Es begegnet schon durchgreifenden Zweifeln, dass eine solche Beistandsgemeinschaft seit der Geburt von F. im Sommer 2019 jemals bestanden hat. Das Kreisjugendamt Viersen hat unter dem 19. Juli 2022 insoweit ausgeführt: F. sei ein sehr aufgewecktes, fröhliches Kind, zeige aber deutliche Verhaltensauffälligkeiten. F. sei bis Juli 2020 wiederholt Auseinandersetzungen und häuslicher Gewalt zwischen seinen Eltern ausgeliefert gewesen.[...] Zum Schutz von F. sei festgelegt worden, dass der Antragsteller sich nicht mehr in der gemeinsamen Wohnung aufhalten durfte. Dies sei gerichtlich untermauert worden durch Verfahren vor dem Amtsgericht W. - Familiengericht [...]. In den Teilbereichen Aufenthaltsbestimmungsrecht, Gesundheitsfürsorge, Recht zur Beantragung von Hilfen nach dem SGB VIII und zur Regelung von Kindergartenangelegenheiten sei das Sorgerecht auf die Kindesmutter übertragen worden. Nach Auszug des Antragstellers sei dann der Kontakt zwischen dem Antragsteller und dem einjährigen F. abgebrochen. [...]

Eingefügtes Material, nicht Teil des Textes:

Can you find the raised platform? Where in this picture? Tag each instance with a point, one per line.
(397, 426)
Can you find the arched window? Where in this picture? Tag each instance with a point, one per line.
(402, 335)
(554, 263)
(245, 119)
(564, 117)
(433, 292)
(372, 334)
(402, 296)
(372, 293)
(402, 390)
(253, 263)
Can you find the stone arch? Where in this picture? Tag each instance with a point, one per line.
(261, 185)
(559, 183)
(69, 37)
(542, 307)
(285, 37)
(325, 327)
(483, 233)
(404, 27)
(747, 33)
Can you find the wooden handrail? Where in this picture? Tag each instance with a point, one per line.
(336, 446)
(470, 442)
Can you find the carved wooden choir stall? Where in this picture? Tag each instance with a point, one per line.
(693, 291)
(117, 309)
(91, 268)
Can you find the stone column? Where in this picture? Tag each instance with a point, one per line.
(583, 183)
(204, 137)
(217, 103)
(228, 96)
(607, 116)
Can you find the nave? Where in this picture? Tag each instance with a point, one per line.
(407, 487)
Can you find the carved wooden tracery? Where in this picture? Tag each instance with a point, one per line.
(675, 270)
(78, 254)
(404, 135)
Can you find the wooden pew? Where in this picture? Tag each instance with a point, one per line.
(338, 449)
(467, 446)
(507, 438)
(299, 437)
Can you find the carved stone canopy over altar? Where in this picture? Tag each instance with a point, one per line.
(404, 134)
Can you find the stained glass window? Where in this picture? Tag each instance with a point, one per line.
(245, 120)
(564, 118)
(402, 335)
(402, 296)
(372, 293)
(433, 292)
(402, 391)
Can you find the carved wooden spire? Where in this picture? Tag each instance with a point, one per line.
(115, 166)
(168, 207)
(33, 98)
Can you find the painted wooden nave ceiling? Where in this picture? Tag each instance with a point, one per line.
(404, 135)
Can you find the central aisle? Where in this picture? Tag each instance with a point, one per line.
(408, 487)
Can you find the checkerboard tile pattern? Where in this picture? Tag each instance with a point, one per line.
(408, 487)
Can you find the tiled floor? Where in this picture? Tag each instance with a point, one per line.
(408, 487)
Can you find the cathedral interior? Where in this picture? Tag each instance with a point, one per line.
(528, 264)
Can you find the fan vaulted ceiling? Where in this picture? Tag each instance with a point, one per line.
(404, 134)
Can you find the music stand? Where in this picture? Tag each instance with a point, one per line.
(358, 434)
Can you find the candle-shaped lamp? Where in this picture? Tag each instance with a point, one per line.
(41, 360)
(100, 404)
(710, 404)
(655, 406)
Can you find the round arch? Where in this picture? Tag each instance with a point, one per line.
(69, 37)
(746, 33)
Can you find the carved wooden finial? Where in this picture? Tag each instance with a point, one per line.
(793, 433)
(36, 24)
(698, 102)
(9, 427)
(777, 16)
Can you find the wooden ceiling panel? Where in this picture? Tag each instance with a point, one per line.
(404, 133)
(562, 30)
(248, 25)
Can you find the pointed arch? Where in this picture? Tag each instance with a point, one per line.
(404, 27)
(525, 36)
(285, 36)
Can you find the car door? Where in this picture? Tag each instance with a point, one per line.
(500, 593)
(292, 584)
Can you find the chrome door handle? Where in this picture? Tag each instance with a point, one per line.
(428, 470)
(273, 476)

In den folgenden anderthalb Jahren - im Alter des Kindes von einem bis zweieinhalb Jahren - gab es dann - soweit ersichtlich - keine Kontakte zwischen dem Antragsteller und F.

Begleitete Umgangskontakte unter Teilnahme der gerichtlich bestellten Umgangspflegerin, Frau ..., fanden dann auf familiengerichtlichen Antrag des Antragstellers aus November 2021 erst wieder vom 11. März 2022 bis Juli 2022 wöchentlich - mit einer zwischenzeitlichen Unterbrechung von vier bis fünf Wochen statt, wie die Kindesmutter und der Antragsteller vor dem Familiengericht W. im Verfahren 00 F 000/21 zu Protokoll gegeben haben.

Während der Unterbrechung der Umgangskontakte, nahm der Antragsteller - nach Angaben der Kindesmutter im Termin zur mündlichen Verhandlung im Verfahren 27 K 3265/22 betreffend die Versagung der Aufenthaltserlaubnis - keinen Kontakt zu F. oder der Kindesmutter auf, obwohl diese ihm zu diesem Zweck ihre Telefonnummer gegeben habe. Einen Kontakt habe es an F. Geburtstag am … 2022 gegeben. [...]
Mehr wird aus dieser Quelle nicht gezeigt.